By Oyo Amebo

By the close of 2025, it had become clear that Dr Debo Akande was not merely managing an agricultural portfolio; he was curating an international conversation.

What unfolded over the year was less a sequence of isolated engagements and more a coherent strategy, one that treated agriculture as a platform for diplomacy, investment, and long-term economic positioning.

In Oyo State, the farm was reimagined. It was no longer only a place of cultivation, but a point of entry into global value chains, a meeting ground for foreign capital and local enterprise, and a persuasive statement of readiness.

Under Akande’s stewardship, agriculture evolved into an outward-looking enterprise, speaking confidently to international partners in the shared language of scale, standards and sustainability.

The defining feature of Akande’s 2025 was intentional cooperation. International engagement was not pursued for symbolism, but deployed as policy.

Through structured partnerships with foreign governments, multilateral development institutions, global agribusiness firms and trade organisations, Oyo State’s agrarian narrative shifted decisively, from regional production to international participation.

Each memorandum of understanding, investment dialogue and diplomatic exchange served a clear purpose: to reposition Oyo as a dependable node in global agricultural supply chains.

Rather than asking partners to speculate on potential, Akande presented a state with functioning agro-industrial hubs, improving logistics and a policy environment aligned with international best practice.

This global posture was anchored firmly in the development vision of Governor Seyi Makinde, whose administration framed agriculture as industry rather than subsistence. Akande became the principal executor of that vision, carrying it into international forums with consistency and clarity.

Throughout 2025, he advanced a simple but compelling argument: that the future of agriculture lies in value addition, processing, export readiness and structured markets.

Crucially, rhetoric was matched by delivery. Partnerships forged with international investors and development financiers translated into tangible expansion across Oyo’s agro-industrial zones.

Foreign capital met local capacity, while institutional cooperation facilitated access to technology, improved production methods and modern processing systems. Agriculture, in this model, was no longer an end in itself, but part of an integrated industrial ecosystem.

What set Akande apart was his insistence that cooperation must go beyond funding. Under his leadership, international partnerships extended into technology transfer, quality assurance, standards harmonisation and market access.

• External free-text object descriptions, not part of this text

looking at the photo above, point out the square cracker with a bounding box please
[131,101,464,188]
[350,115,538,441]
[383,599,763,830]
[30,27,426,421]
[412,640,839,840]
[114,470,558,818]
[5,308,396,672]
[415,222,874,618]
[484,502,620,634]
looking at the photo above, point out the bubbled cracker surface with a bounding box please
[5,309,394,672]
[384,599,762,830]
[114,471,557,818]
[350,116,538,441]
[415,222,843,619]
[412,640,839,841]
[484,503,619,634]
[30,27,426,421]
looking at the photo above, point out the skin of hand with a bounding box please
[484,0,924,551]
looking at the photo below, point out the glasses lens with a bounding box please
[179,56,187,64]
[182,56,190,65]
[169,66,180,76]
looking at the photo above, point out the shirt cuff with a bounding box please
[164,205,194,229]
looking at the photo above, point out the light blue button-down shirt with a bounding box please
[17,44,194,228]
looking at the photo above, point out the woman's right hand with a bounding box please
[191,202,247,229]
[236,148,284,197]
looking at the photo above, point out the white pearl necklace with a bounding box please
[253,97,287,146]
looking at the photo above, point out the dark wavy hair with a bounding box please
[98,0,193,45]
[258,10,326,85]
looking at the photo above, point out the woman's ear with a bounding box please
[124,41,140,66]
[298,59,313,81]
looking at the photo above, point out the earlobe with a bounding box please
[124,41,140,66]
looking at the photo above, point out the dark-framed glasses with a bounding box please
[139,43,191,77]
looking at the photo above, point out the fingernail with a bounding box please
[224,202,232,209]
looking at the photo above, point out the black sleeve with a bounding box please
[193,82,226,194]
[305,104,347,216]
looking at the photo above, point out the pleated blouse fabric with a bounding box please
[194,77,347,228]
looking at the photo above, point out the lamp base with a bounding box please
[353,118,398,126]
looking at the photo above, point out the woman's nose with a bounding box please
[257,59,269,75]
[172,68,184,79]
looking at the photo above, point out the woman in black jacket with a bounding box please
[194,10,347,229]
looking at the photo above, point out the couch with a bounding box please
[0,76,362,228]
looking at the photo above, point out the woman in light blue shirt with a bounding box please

Engagements with European and African trade institutions strengthened Oyo’s export compliance, while alignment with frameworks linked to the African Continental Free Trade Area repositioned local producers as continental and global competitors.

In effect, Akande reframed the audience. Oyo’s farmers were no longer producing solely for nearby markets, but for buyers across borders. The state’s agricultural narrative adjusted accordingly, from quantity to quality, from isolation to integration, and from promise to proof.

The 2025 Oyo State International Agribusiness Summit stood as the symbolic high point of this strategy. More than an event, it functioned as a statement of confidence.

International delegates were not invited to imagine a future; they were invited to examine systems already in motion. By the time the summit convened, the groundwork had been laid through months of engagement, infrastructure development and policy alignment.

Yet the most persuasive element of Akande’s international approach was its human focus. Throughout the year, he consistently framed global cooperation as a means to local upliftment. Farmers and rural communities remained central to the narrative.

By linking international markets to employment, income security and dignity, he recast diplomacy as a practical tool for social impact rather than an abstract exercise in foreign relations.

As 2025 drew to a close, the results were visible. Thousands of farmers were integrated into structured value chains supported by international investment. Agro-industrial zones were increasingly connected to national transport infrastructure.

Policies spoke the language of global trade. Oyo State had become confident not only in attracting partnerships, but in sustaining them.

Looking ahead, Akande has made it clear that 2025 was not a culmination, but a foundation. The new year signals an even stronger commitment to deepening cooperation, expanding partnerships and consolidating Oyo’s position within global agribusiness networks. With systems in place and credibility established, the focus now turns to scale, resilience and long-term competitiveness.

In retrospect, 2025 will be remembered as the year Oyo State learned to harvest diplomacy alongside crops. Through Debo Akande’s deliberate internationalism, agriculture became a persuasive instrument of development, one that demonstrated how subnational leadership can think globally, act locally, and prepare decisively for a future shaped by cooperation rather than isolation.